Resource Name: MySQL Reference Manual: The MySQL Data Directory (Adjust link to the latest stable version's data directory section)

Hyperlink: https://dev.mysql.com/doc/refman/8.0/en/data-directory.html (The official MySQL 8.0 documentation on this topic)

How it Helps: For beginners focused on data careers, understanding where the data lives on the server is an important leap into database administration (DBA) concepts. The default location on most Linux systems is /var/lib/mysql.

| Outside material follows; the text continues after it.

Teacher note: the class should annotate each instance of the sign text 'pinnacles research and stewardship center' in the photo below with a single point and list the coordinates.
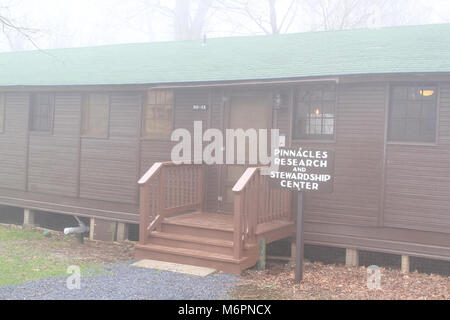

This official documentation breaks down the contents of this Data Directory (datadir), explaining the purpose of different files and subdirectories:

  • It clarifies the difference between files storing table definitions (.frm), MyISAM data (.MYD), and InnoDB tablespace files (like ibdata1 or individual .ibd files).

  • It teaches you how to find the exact location using the SQL command SELECT @@datadir;.

  • This advanced knowledge is essential for safely performing physical backups, troubleshooting service failures (by checking error logs), and managing disk space, making you a much more capable data professional.